Published by at 23:47:02 under 研究活動

はやぶさが予定通り日本時間6月13日22時50分過ぎに大気圏突入を果たしました。リアルタイムで今か今かと見ていたら、はやぶさの最後の光を見ることができました。
予定より3年長引いた旅の総距離は、約60億キロ(月への往復約8000回に相当)に達しました。長旅も長旅です。

テレビを付けていても全くはやぶさの実況中継などをやっていないので腹を立て、JAXAのホームページをいろいろ見ようとしましたがアクセスが集中しているためかなかなか繋がらない・・・さらにネットで探していたら和歌山大学が実況中継をやっていました。実はリアルタイムでは映像と音声がとぎれとぎれであまりはっきりと見ることが出来なかったのですが、録画された動画をもう一度見るとはやぶさの最後の光の軌道をはっきりと見ることが出来ました。(2分59秒から佳境)
何だか涙が出そうでした。7年間も宇宙を旅をしてきて地球の大気圏まで帰ってきたけれど地上にはたどりつけないというのは何だかけなげで・・・

それにしても、ツイッターでどんどんチャットと言うかメッセージが入っていますが、私と同じようにこの瞬間をテレビでは流していないことに怒っているものがいくつかありました。テレビなんて役立たず!申し訳ないけれどサッカーよりこっちのほうがよっぽど面白いのに。また、JAXAが事業仕分けに引っかからないように願うとも。

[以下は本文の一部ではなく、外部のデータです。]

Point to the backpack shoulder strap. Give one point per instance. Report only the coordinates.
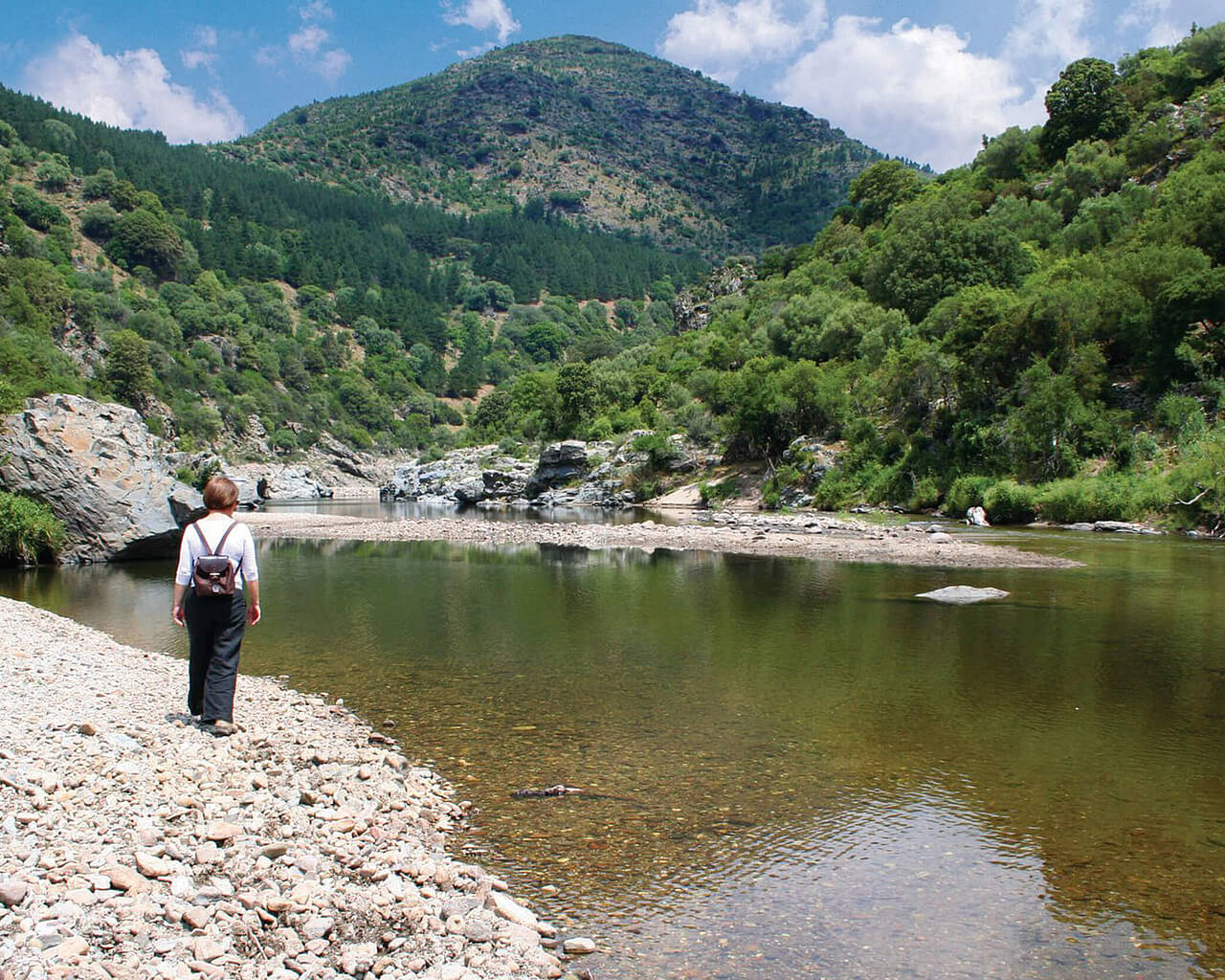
(204, 541)
(221, 544)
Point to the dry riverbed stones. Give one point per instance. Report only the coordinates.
(134, 845)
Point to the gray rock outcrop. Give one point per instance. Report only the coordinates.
(101, 473)
(567, 475)
(559, 464)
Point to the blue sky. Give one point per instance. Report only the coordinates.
(920, 79)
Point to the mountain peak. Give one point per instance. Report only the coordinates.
(585, 129)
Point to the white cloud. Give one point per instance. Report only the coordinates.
(1049, 33)
(193, 59)
(131, 90)
(307, 40)
(316, 10)
(309, 46)
(1154, 20)
(723, 38)
(202, 56)
(482, 15)
(910, 90)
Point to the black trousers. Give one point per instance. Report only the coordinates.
(214, 638)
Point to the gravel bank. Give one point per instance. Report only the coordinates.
(808, 537)
(135, 845)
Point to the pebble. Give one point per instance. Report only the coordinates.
(152, 867)
(578, 946)
(12, 892)
(270, 856)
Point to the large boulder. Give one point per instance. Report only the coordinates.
(101, 473)
(467, 476)
(559, 464)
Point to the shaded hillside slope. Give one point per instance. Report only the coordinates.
(581, 126)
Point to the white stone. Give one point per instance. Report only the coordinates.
(962, 594)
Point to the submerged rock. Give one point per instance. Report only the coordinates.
(962, 594)
(1123, 527)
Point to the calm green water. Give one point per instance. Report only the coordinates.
(800, 769)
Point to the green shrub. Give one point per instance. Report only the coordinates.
(1111, 498)
(925, 495)
(29, 530)
(966, 493)
(714, 494)
(1181, 415)
(1010, 502)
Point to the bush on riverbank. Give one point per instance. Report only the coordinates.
(29, 530)
(1118, 497)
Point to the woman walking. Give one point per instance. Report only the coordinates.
(215, 609)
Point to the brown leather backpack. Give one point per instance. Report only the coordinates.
(213, 574)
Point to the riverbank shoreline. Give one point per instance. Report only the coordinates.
(134, 844)
(809, 537)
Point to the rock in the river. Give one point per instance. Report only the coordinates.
(578, 946)
(12, 892)
(1123, 527)
(511, 910)
(962, 594)
(101, 473)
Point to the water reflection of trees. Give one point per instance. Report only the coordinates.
(738, 704)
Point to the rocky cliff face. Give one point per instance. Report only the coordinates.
(103, 475)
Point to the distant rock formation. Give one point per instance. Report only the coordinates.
(101, 473)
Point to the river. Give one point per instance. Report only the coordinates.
(791, 768)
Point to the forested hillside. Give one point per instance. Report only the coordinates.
(1037, 331)
(210, 293)
(1040, 329)
(582, 127)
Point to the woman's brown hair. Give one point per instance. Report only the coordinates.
(221, 494)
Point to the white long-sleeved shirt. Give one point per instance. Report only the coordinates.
(239, 549)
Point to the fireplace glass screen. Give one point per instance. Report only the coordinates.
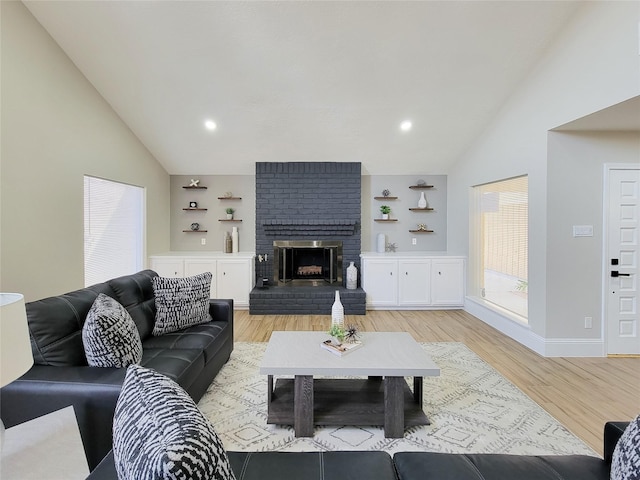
(314, 262)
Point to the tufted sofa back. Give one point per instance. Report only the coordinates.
(55, 323)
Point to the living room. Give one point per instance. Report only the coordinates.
(559, 124)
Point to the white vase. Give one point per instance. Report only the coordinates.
(352, 276)
(234, 240)
(422, 203)
(337, 312)
(381, 243)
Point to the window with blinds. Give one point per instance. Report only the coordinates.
(503, 236)
(113, 229)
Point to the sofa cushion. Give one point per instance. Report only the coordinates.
(158, 432)
(181, 302)
(352, 465)
(55, 326)
(109, 335)
(625, 463)
(182, 365)
(135, 293)
(450, 466)
(205, 337)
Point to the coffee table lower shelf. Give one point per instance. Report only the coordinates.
(336, 402)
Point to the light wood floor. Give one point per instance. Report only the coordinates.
(581, 393)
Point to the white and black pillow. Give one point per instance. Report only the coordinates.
(159, 432)
(625, 463)
(110, 336)
(181, 302)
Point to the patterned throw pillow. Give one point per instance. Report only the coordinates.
(181, 302)
(110, 336)
(159, 432)
(625, 464)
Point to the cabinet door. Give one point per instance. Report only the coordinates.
(447, 282)
(196, 266)
(414, 278)
(234, 280)
(167, 267)
(380, 281)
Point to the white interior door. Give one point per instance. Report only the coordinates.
(621, 297)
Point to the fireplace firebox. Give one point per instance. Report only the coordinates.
(302, 262)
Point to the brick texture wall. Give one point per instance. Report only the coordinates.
(307, 201)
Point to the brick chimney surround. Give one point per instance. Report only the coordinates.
(307, 201)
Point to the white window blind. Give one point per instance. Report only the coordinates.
(113, 229)
(504, 228)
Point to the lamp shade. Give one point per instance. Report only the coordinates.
(15, 346)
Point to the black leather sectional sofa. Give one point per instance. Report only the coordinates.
(410, 465)
(61, 377)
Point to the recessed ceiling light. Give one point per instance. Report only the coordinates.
(406, 125)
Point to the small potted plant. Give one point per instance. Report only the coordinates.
(337, 334)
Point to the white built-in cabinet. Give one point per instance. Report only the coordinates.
(394, 280)
(232, 273)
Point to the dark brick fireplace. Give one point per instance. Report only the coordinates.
(307, 201)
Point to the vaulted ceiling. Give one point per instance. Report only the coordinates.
(305, 81)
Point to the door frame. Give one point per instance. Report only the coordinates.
(608, 167)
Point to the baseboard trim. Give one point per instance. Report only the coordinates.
(547, 347)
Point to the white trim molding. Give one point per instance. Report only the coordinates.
(521, 332)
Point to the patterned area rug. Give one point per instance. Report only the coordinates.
(471, 406)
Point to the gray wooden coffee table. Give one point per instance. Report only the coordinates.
(382, 398)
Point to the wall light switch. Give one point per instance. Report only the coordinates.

実は、「はやぶさ2」は重要な局面を迎えています。来年度予算に「はやぶさ2」予算が入るかどうか、という問題です。
宇宙開発は国際的な競争です。決して2番煎じになってはならないのです。

たとえば、「はやぶさ」のイオンエンジンを作ったのはNECなのですが、今回のはやぶさ地球帰還成功によりその技術の確かさが証明されたことになります。世界に誇る技術をもって世界市場に打って出ることができます。

後はカプセルの回収と中の分析ですね。サンプルは採取できていないのではないかと私は思っていますが、それはそれで次のチャンスに生かせれば良いと思います。

はやぶさが大気圏突入直前に撮影した写真はなかなか示唆的です。

115016426.jpg

私はパソコンのデスクトップに貼りつけました。